Saturday, November 7, 2015

Paripatal Maliruncholai Balarama

Balarama as a Deity was prominent at Thiru Maliruncholai in the Sangam Age
Nalayira Divya Prabhandham ( which followed Paripatal) offers similar description of the animals, flowers and trees around the Divya Desam
The 6th Paripatal on Tirumaal by Ilam Peruvalootiyar of the Pandya Clan is in a sweet rhythm. Typical of a resident of the Pandya Kingdom, the poet has shown great devotion to the Lord of Thiru Maliruncholai and praised the greatness of the Lord there ( similar verses of praise on Maliruncholai have later been presented by Periyazhvar and his daughter Andal in the Nalayira Divya Prabhandham).

The entire theme of this poem is the Lord of Thiru Maliruncholai (referred to as Malirun Kunram) and the greatness of the hill.

While there are very many great mountains in the world the poet says that the Solai Hills is the holiest among them.

Praising Balarama and his ornaments
Silver cascade of flowers that flow down the hill looks like white Katampu Garlands adorning Balarama’s mighty chest. It is a rare reference to Balarama’s chest ornaments. He also praises Balarama as having a beautiful single ear pendent. Balarama is referred as Lord’s elder brother and of white complexion.

Images of two gods of Thiru Maliruncholai - Krishna and Balarama - are mentioned. They were believed to have divine powers and devotees prayed to them for relief from cycle of birth and death. The poem brings out the worship of Balarama at Thiru Malirunkuram. Clearly this is yet another indication of the then prevalence of workship of Balarama in the Pandya region in that period. Surprisingly, one rarely finds a Sannidhi for Balarama in any of the temples these days.

The poet compares Tirumaal to a dark mountain bathed in the gentle morning sun.

Animals at Malirun Kunram
The poet find excited female monkeys leaping from rock to rock with their young ones clutching their bosom ( similar reference is found in Periyazhvar Thirumozhi in the decad relating to Krishna holding the Govardhana Mountain).

Beautiful peacocks call each other from everywhere. The Kuyils are seen making sweet noises all around.

Wide range of Flowers
The poet praise the jasmine vines as being covered with blossom buds that he describes as ‘bright and chaste’ as wives!!!! The Kurukkati trees are seen shedding their leaves on the ground.

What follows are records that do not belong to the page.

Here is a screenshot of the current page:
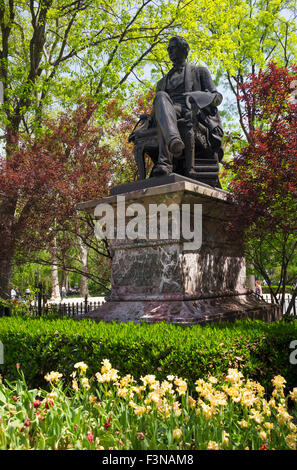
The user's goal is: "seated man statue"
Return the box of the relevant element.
[147,36,224,178]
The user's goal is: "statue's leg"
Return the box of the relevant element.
[184,126,196,177]
[155,126,173,173]
[152,92,184,175]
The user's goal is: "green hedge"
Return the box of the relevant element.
[0,317,296,395]
[261,285,295,294]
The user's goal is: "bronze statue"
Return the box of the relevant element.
[129,36,224,187]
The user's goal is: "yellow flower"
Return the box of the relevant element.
[268,398,276,408]
[277,410,293,425]
[272,388,284,398]
[208,376,218,384]
[207,441,219,450]
[47,391,58,400]
[209,391,227,408]
[262,400,272,417]
[44,371,63,384]
[286,433,297,450]
[249,409,264,424]
[158,402,171,419]
[117,387,128,398]
[173,428,182,440]
[89,394,96,404]
[225,386,241,402]
[238,419,249,429]
[196,379,213,396]
[74,362,88,374]
[81,377,90,390]
[160,380,174,394]
[141,375,157,386]
[174,378,187,395]
[272,375,286,389]
[289,388,297,402]
[225,369,243,384]
[201,402,215,419]
[288,422,297,433]
[120,375,134,387]
[146,391,161,404]
[101,359,112,374]
[150,381,161,391]
[240,390,257,407]
[187,396,196,409]
[195,378,205,386]
[264,422,274,431]
[96,368,118,383]
[172,401,182,416]
[134,406,146,416]
[131,385,145,396]
[259,430,267,440]
[167,375,175,381]
[72,379,79,391]
[245,379,265,397]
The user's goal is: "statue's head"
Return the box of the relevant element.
[167,36,190,64]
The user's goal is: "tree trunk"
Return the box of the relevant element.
[78,239,89,297]
[247,264,256,292]
[65,275,70,292]
[0,197,17,299]
[0,251,13,299]
[248,274,256,291]
[49,237,61,303]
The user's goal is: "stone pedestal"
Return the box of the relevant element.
[77,178,281,324]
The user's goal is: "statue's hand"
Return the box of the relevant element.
[183,92,194,109]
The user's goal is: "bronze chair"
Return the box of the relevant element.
[128,111,223,188]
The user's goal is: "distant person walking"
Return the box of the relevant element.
[255,280,263,296]
[10,288,17,299]
[61,286,67,299]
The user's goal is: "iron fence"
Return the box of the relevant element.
[0,296,106,317]
[1,293,296,317]
[260,293,297,315]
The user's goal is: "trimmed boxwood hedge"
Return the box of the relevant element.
[261,285,295,294]
[0,317,296,394]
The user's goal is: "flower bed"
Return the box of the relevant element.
[0,361,296,450]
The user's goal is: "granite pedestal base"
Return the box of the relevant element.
[77,178,282,325]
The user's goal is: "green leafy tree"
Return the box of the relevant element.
[0,0,183,297]
[225,63,297,314]
[181,0,297,141]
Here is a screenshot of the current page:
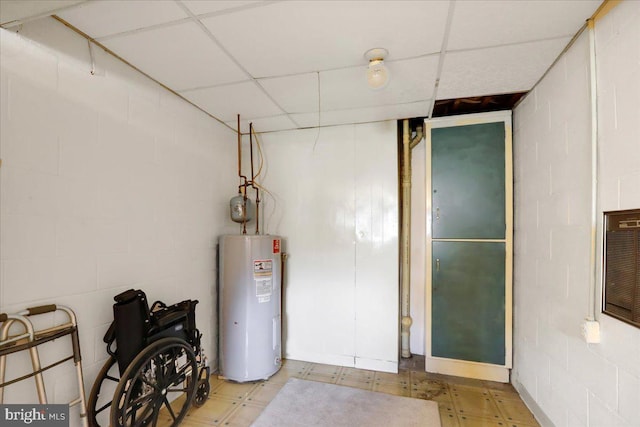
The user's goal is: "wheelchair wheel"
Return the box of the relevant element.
[88,356,120,426]
[111,337,198,427]
[192,378,210,408]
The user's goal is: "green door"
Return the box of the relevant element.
[432,241,505,365]
[432,122,505,239]
[429,120,508,369]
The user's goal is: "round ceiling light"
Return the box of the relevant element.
[364,48,390,90]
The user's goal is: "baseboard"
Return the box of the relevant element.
[426,356,510,382]
[512,380,555,427]
[284,350,356,368]
[284,351,398,373]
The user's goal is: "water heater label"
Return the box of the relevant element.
[254,259,273,278]
[256,278,272,303]
[273,239,280,254]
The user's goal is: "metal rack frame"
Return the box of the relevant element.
[0,304,88,427]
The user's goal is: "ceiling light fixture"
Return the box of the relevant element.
[365,48,390,90]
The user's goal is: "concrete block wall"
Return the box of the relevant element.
[0,17,237,422]
[512,1,640,426]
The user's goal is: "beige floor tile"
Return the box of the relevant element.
[457,414,507,427]
[183,396,241,425]
[335,376,374,390]
[219,402,266,427]
[494,398,539,425]
[372,381,411,397]
[436,395,457,414]
[450,388,502,419]
[178,419,214,427]
[440,409,461,427]
[211,375,229,390]
[246,382,284,406]
[411,378,448,400]
[212,381,261,401]
[303,371,339,384]
[449,383,490,395]
[341,367,375,382]
[281,359,311,372]
[308,363,342,376]
[264,367,303,385]
[410,369,433,383]
[489,389,523,401]
[175,364,541,427]
[374,370,410,385]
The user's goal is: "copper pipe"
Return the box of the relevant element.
[237,115,249,196]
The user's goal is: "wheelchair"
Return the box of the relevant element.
[87,289,210,427]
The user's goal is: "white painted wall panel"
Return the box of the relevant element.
[354,121,398,372]
[0,18,237,422]
[513,2,640,425]
[256,122,399,371]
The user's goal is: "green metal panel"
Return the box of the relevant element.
[432,122,505,239]
[432,241,505,365]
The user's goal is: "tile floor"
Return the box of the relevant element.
[178,358,540,427]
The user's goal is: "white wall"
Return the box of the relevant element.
[0,17,237,422]
[512,1,640,426]
[253,121,399,372]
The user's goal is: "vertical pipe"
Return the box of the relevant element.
[237,115,249,235]
[237,115,243,193]
[255,189,261,235]
[250,123,260,235]
[249,123,255,185]
[400,120,412,358]
[587,19,599,320]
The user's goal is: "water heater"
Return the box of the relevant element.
[219,234,282,382]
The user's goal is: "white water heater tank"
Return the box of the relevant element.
[219,234,283,382]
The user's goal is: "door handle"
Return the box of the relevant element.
[435,207,440,220]
[436,258,440,272]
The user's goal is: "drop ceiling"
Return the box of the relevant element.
[1,0,602,133]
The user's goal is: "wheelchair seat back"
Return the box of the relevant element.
[109,289,200,375]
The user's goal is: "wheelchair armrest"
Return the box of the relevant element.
[103,321,116,344]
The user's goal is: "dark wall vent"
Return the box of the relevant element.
[603,209,640,328]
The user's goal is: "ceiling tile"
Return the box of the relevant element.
[1,0,86,26]
[320,55,438,111]
[102,22,247,91]
[181,81,283,123]
[57,0,188,39]
[447,0,601,51]
[438,38,572,100]
[292,101,431,128]
[226,115,298,134]
[258,73,319,114]
[181,1,262,16]
[201,0,449,77]
[289,113,320,129]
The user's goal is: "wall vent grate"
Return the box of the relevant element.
[603,209,640,328]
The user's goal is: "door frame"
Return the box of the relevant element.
[424,111,513,382]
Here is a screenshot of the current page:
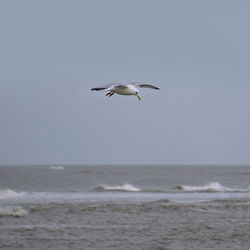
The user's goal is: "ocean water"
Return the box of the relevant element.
[0,165,250,250]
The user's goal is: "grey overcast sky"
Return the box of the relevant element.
[0,0,250,165]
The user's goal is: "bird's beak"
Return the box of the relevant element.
[136,93,141,101]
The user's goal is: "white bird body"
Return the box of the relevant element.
[111,84,138,95]
[91,82,160,100]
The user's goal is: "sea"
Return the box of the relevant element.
[0,165,250,250]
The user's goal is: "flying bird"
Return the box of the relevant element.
[91,82,160,100]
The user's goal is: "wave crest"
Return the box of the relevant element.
[175,182,233,192]
[49,166,64,170]
[95,184,140,192]
[0,189,21,198]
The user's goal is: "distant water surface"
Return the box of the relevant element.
[0,165,250,249]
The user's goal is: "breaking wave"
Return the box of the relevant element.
[49,166,64,170]
[0,189,22,198]
[175,182,234,192]
[94,182,249,193]
[95,184,140,192]
[0,206,28,217]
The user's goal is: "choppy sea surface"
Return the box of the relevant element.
[0,165,250,250]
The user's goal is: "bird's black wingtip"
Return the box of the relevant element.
[91,87,106,91]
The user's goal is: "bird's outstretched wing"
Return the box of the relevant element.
[132,83,160,90]
[91,83,114,91]
[113,85,130,90]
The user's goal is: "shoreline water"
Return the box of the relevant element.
[0,165,250,249]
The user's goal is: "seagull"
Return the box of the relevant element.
[91,82,160,100]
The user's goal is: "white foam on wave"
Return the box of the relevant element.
[0,206,28,217]
[49,166,64,170]
[96,183,140,192]
[177,182,234,192]
[0,189,22,198]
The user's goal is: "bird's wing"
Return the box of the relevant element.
[91,83,114,91]
[113,84,130,90]
[132,83,160,90]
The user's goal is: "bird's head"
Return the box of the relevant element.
[135,91,141,101]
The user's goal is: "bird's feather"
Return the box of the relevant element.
[114,85,129,90]
[132,83,160,90]
[91,83,114,91]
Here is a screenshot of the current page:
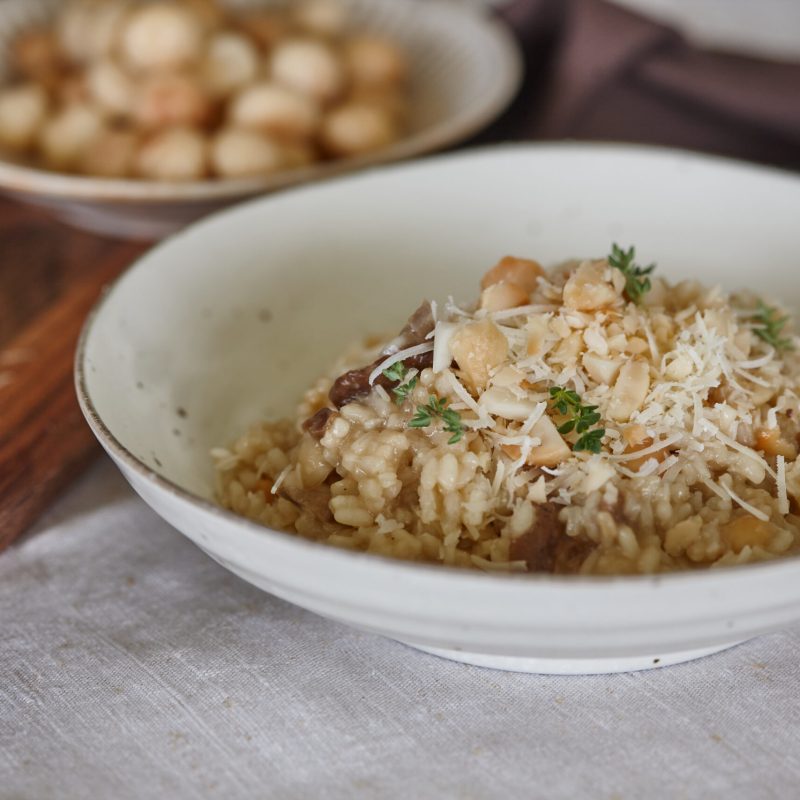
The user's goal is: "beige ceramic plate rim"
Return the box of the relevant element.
[0,5,521,203]
[74,140,800,590]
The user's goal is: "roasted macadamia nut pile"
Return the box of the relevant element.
[0,0,410,180]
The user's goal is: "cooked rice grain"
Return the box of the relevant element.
[215,253,800,574]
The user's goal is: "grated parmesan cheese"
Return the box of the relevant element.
[431,321,459,373]
[368,342,435,386]
[719,483,770,522]
[611,433,683,462]
[714,430,776,480]
[767,407,778,430]
[270,464,291,495]
[777,455,789,516]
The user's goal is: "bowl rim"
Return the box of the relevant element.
[74,140,800,590]
[0,0,522,203]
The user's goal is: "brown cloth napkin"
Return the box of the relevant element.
[495,0,800,170]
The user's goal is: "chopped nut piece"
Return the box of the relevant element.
[582,352,622,386]
[450,319,508,391]
[527,416,571,466]
[479,281,529,312]
[526,316,549,356]
[607,359,650,421]
[622,423,648,447]
[722,515,774,553]
[478,386,537,421]
[755,428,797,459]
[623,436,667,471]
[480,256,544,294]
[563,261,619,311]
[551,331,583,366]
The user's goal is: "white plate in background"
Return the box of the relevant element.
[0,0,521,239]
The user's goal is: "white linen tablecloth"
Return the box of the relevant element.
[2,458,799,800]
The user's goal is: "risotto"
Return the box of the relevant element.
[214,247,800,575]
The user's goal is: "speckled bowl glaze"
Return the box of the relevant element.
[0,0,521,239]
[77,143,800,673]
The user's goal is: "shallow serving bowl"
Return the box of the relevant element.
[77,143,800,674]
[0,0,520,240]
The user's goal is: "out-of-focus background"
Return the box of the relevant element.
[493,0,800,168]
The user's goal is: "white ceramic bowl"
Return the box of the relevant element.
[77,143,800,674]
[0,0,521,240]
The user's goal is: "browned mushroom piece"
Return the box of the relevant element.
[509,503,592,573]
[302,407,335,440]
[328,300,435,409]
[391,299,435,350]
[278,485,334,523]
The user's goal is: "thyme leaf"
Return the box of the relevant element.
[608,243,656,304]
[549,385,605,454]
[750,301,793,352]
[409,394,465,444]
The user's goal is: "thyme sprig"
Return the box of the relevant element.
[750,301,794,352]
[608,243,656,305]
[409,394,465,444]
[382,361,419,405]
[549,386,605,454]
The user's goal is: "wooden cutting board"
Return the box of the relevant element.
[0,197,146,550]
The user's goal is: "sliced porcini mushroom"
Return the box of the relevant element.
[562,260,619,311]
[302,407,335,440]
[329,301,434,408]
[607,359,650,421]
[509,503,592,573]
[449,319,508,392]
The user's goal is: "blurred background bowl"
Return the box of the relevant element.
[0,0,522,240]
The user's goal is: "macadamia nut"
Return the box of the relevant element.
[136,127,208,180]
[271,39,345,103]
[121,3,204,72]
[320,102,396,157]
[0,84,48,152]
[211,128,286,178]
[229,82,320,139]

The devotees who throng the roads to the hill are advised to worship the hill itself as it is seen as the seat of the God who removes all worries and destroys the sins of devotees.

From this poem dating back to the Sangam Period, one gets a real feel of the scene around the Thiru Maliruncholai temple. The most fascinating description though is of Balarama and the extent of worship dedicated to him at Thiru Maliruncholai. One wonders as to how that worship got dispensed with at the temple.